The Whining Has Gone Mainstream. Even the Whining Requires Whining.
Yesterday, there was a lengthy article in The New York Times about companies that buy patents and then go after companies using the matter covered by those patents for licensing fees. Specifically, the article talked about Intellectual Ventures, a company run by the guy who was in charge of much of the science in Microsoft’s early days.
Steve Lohr, the author of that article, is apparently so passionate about the subject that he needed to write a blog post follow-up this morning. And as blog posts often do, that article reads more like opinion than journalism.
I’m fine with that. Yes, newspapers need to be dispassionate to a point, but in a world of competing 24-hour news channels it’s OK to add opinion (so long as the opinion is kept separate from the news).
So here’s reality from the Answer Guy Central Business Change side of things: Patent Trolls Are OK.
Let’s start by acknowledging something; this issue can be a bit tricky morally, but is way less so when viewed from a business perspective.
If we start with the assumption that lawyers, for all the benefit they are supposed to bring to society, are adding nothing to the GDP or GNP and therefore are “evil”, we see the immediate issue: companies like these patent-hoarders that don’t actually innovate but which benefit from the innovation of others are . . . icky.
On the other hand: these guys bought the patents, either with money or by assigning the right to re-license something. They not only did exactly what the system was designed for (insert additional disparaging-to-attorneys comment here), but they PAID THE INVENTORS.

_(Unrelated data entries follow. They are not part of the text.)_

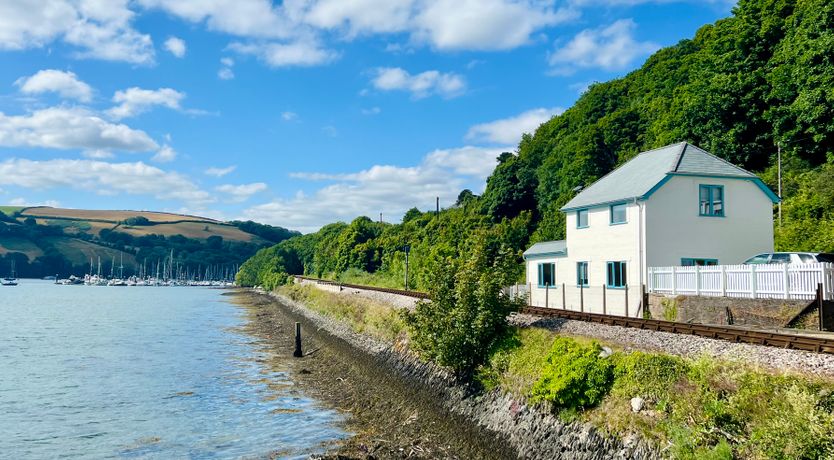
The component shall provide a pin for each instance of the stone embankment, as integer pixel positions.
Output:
(531, 431)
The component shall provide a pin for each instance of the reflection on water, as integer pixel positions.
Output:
(143, 372)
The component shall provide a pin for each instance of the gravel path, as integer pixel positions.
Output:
(690, 346)
(395, 300)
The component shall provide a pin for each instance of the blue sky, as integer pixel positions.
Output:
(297, 113)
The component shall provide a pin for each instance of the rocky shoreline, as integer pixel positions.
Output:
(493, 424)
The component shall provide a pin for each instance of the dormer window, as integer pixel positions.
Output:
(711, 200)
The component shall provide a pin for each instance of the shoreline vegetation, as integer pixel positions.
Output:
(700, 408)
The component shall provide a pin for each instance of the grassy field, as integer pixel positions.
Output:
(114, 216)
(79, 252)
(198, 230)
(15, 244)
(9, 210)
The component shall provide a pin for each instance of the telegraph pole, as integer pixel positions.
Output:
(779, 161)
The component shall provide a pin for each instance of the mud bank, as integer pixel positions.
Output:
(418, 409)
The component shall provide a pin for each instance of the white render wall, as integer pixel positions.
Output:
(597, 244)
(675, 230)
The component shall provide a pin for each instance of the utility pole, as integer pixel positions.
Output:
(779, 168)
(407, 249)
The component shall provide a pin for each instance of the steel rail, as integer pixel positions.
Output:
(727, 333)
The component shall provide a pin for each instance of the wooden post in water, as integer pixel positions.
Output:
(297, 353)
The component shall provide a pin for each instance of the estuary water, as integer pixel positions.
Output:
(144, 372)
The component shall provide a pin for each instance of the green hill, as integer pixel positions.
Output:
(763, 76)
(47, 241)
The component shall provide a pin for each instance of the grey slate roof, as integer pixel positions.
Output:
(547, 248)
(638, 176)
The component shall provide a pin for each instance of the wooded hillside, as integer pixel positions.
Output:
(763, 76)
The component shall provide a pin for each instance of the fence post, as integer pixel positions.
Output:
(603, 299)
(674, 281)
(626, 286)
(787, 281)
(697, 280)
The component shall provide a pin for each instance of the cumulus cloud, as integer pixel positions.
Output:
(381, 188)
(484, 24)
(241, 193)
(71, 128)
(301, 53)
(219, 172)
(611, 47)
(102, 178)
(509, 130)
(165, 155)
(98, 29)
(419, 85)
(175, 46)
(65, 84)
(134, 101)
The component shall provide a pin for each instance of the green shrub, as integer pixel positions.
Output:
(467, 315)
(648, 375)
(575, 375)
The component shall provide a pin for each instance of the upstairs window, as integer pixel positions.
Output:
(582, 274)
(616, 275)
(618, 214)
(712, 200)
(547, 274)
(582, 218)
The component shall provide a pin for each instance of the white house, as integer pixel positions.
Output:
(676, 205)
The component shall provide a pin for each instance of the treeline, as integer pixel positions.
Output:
(739, 87)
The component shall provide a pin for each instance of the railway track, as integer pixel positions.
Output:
(728, 333)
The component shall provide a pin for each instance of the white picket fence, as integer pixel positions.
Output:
(772, 281)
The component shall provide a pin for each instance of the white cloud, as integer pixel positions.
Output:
(134, 101)
(175, 46)
(484, 24)
(219, 172)
(301, 53)
(100, 29)
(71, 128)
(102, 178)
(66, 84)
(381, 188)
(225, 73)
(419, 85)
(241, 193)
(165, 155)
(610, 48)
(509, 130)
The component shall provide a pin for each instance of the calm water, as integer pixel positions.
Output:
(143, 372)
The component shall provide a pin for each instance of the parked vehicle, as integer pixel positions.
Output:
(789, 258)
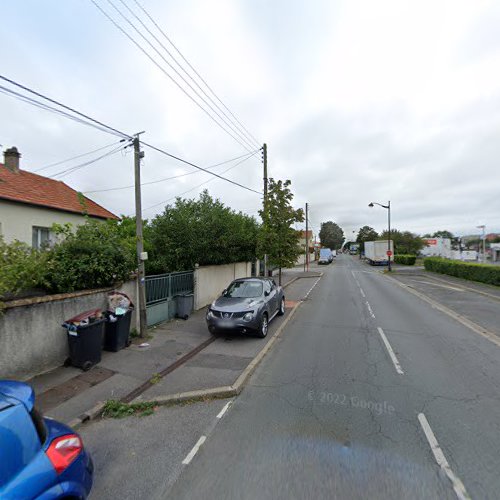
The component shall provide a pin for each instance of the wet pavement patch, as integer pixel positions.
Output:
(72, 387)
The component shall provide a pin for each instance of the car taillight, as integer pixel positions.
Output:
(63, 450)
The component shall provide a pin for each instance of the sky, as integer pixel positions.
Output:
(357, 101)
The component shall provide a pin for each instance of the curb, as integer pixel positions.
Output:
(199, 395)
(225, 391)
(449, 312)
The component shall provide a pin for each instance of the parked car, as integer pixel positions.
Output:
(247, 305)
(40, 457)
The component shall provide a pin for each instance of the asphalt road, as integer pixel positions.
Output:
(370, 393)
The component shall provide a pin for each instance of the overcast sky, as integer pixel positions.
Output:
(358, 101)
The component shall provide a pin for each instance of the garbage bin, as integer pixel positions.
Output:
(85, 333)
(184, 305)
(117, 331)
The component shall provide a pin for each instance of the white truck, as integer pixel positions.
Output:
(376, 252)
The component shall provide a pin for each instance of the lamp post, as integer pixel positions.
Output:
(388, 207)
(483, 227)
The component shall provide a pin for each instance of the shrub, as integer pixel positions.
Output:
(21, 268)
(407, 260)
(483, 273)
(95, 256)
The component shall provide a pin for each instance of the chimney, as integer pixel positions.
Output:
(11, 159)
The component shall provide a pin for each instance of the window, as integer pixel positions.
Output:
(40, 237)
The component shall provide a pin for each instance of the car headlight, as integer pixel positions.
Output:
(248, 316)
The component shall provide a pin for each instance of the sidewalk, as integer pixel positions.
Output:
(68, 393)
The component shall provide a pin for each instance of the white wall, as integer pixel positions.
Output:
(210, 281)
(17, 220)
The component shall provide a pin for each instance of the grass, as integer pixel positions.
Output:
(117, 409)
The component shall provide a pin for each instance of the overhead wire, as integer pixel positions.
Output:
(74, 158)
(233, 125)
(70, 170)
(197, 186)
(53, 101)
(167, 178)
(194, 70)
(201, 168)
(97, 124)
(160, 67)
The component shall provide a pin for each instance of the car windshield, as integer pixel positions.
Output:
(244, 289)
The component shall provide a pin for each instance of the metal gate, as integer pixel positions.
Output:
(161, 290)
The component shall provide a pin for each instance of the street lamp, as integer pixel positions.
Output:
(483, 227)
(388, 207)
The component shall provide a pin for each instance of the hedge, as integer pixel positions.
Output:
(407, 260)
(484, 273)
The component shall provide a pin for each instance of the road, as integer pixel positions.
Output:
(370, 393)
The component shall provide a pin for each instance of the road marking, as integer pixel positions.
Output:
(370, 310)
(226, 407)
(458, 486)
(194, 451)
(311, 289)
(442, 286)
(391, 352)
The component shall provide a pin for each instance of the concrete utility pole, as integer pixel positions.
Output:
(307, 238)
(141, 257)
(264, 160)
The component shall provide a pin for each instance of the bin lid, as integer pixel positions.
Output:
(96, 313)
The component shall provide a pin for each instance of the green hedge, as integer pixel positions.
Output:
(484, 273)
(407, 260)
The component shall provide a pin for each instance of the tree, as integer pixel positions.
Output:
(405, 242)
(366, 233)
(202, 231)
(443, 234)
(331, 235)
(277, 238)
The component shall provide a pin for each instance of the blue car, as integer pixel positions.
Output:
(39, 458)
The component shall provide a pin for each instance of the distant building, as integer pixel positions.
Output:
(31, 203)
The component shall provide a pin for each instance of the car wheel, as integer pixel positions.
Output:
(264, 325)
(281, 310)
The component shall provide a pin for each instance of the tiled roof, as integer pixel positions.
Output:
(26, 187)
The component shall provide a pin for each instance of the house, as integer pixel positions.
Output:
(31, 203)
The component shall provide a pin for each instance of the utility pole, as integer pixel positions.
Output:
(141, 257)
(307, 238)
(264, 158)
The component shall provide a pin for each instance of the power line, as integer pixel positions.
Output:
(74, 157)
(53, 101)
(194, 70)
(70, 170)
(234, 126)
(46, 107)
(197, 186)
(108, 128)
(167, 178)
(117, 26)
(201, 168)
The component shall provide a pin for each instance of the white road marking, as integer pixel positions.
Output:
(442, 286)
(370, 310)
(458, 486)
(391, 352)
(194, 451)
(226, 407)
(311, 289)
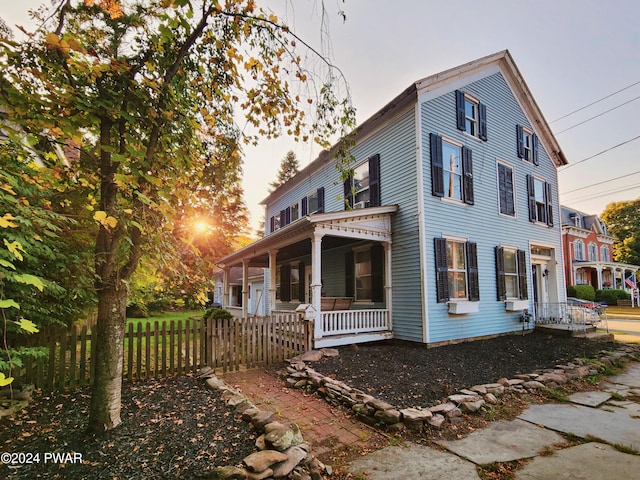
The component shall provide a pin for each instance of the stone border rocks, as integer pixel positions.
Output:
(282, 452)
(378, 413)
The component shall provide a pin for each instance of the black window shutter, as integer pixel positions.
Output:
(500, 276)
(374, 181)
(320, 200)
(377, 273)
(349, 274)
(437, 176)
(531, 191)
(467, 176)
(348, 193)
(301, 276)
(548, 204)
(522, 274)
(482, 128)
(472, 271)
(519, 139)
(460, 114)
(285, 283)
(442, 274)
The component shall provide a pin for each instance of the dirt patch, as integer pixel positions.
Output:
(410, 374)
(172, 428)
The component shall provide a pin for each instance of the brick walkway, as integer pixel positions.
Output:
(329, 430)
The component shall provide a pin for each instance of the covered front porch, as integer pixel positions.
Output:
(334, 268)
(602, 275)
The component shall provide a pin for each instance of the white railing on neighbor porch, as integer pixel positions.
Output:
(344, 322)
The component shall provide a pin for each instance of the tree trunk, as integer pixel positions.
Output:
(108, 348)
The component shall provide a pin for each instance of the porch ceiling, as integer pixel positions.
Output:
(337, 229)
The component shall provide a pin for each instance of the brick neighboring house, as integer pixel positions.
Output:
(588, 253)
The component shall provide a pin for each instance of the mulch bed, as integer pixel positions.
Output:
(176, 428)
(408, 374)
(171, 428)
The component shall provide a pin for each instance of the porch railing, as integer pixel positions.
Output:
(574, 317)
(343, 322)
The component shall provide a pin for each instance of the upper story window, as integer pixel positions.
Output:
(540, 201)
(506, 197)
(295, 211)
(456, 270)
(527, 142)
(578, 250)
(362, 187)
(313, 202)
(471, 115)
(511, 273)
(451, 170)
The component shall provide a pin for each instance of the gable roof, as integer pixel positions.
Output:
(502, 60)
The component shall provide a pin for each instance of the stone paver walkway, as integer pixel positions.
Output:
(325, 428)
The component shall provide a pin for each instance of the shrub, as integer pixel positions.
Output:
(611, 296)
(585, 292)
(217, 314)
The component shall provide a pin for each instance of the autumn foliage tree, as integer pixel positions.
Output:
(139, 88)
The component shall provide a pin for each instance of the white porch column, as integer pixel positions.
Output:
(225, 288)
(316, 282)
(387, 282)
(245, 288)
(272, 279)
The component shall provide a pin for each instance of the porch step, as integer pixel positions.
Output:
(578, 331)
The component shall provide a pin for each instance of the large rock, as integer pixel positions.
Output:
(260, 420)
(260, 461)
(282, 438)
(295, 455)
(388, 417)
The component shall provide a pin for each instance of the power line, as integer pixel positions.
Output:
(599, 115)
(599, 153)
(600, 183)
(597, 101)
(604, 194)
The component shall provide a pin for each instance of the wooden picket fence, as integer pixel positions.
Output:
(170, 348)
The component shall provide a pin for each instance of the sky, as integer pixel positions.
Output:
(571, 54)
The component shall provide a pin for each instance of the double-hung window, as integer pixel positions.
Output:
(451, 170)
(364, 273)
(540, 201)
(362, 186)
(456, 270)
(505, 190)
(511, 273)
(471, 115)
(527, 142)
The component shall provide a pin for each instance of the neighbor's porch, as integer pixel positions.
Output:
(334, 268)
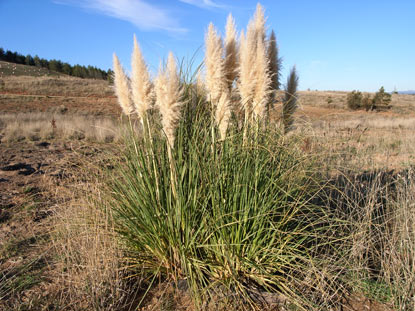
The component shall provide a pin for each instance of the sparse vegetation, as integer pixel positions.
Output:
(198, 199)
(54, 65)
(380, 101)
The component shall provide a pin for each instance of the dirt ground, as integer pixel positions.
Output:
(32, 174)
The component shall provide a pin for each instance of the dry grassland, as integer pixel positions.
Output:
(51, 127)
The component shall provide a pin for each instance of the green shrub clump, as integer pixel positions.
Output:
(380, 101)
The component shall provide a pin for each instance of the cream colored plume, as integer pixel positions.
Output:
(215, 74)
(263, 81)
(122, 87)
(246, 80)
(259, 22)
(168, 95)
(223, 114)
(142, 92)
(231, 52)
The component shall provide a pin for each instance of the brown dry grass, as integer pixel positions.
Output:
(50, 126)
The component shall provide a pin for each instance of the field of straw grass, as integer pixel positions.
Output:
(216, 190)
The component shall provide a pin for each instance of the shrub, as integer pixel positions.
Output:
(223, 207)
(354, 100)
(380, 101)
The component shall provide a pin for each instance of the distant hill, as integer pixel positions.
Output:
(12, 69)
(54, 65)
(410, 92)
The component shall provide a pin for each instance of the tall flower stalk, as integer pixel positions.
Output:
(216, 79)
(168, 100)
(231, 52)
(274, 66)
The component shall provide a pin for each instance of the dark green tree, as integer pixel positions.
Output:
(37, 62)
(290, 101)
(29, 60)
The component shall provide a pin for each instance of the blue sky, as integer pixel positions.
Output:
(335, 44)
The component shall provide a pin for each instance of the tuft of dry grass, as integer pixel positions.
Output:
(263, 82)
(168, 98)
(91, 259)
(47, 126)
(231, 52)
(214, 63)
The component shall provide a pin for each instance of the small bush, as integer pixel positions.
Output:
(354, 100)
(380, 101)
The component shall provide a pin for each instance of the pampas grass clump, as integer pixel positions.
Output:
(222, 215)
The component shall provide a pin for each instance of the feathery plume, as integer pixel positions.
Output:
(223, 114)
(122, 87)
(262, 80)
(274, 61)
(168, 93)
(290, 102)
(215, 75)
(142, 92)
(200, 83)
(231, 52)
(246, 81)
(259, 22)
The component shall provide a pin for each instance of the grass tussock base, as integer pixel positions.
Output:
(234, 220)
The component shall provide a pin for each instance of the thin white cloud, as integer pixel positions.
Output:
(203, 3)
(138, 12)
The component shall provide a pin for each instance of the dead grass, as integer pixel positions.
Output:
(47, 125)
(92, 275)
(56, 85)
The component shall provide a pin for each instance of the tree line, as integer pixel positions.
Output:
(89, 72)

Nobody would blink an eye at the idea of an inventor selling the rights to something he’d invented to a bigger company. But if you’re an inventor (conjure up mad scientist in a small room image), making those deals is very hard. So the inventors sells to these guys and these guys—bigger, stronger, and well-funded—extract the licensing fees.
There is, in fact, nothing wrong with this. You know, unless there is. But that position is a bit too utopian to play in the real world.
Business is a tough sport. Business Change is even tougher. This is how the game is played.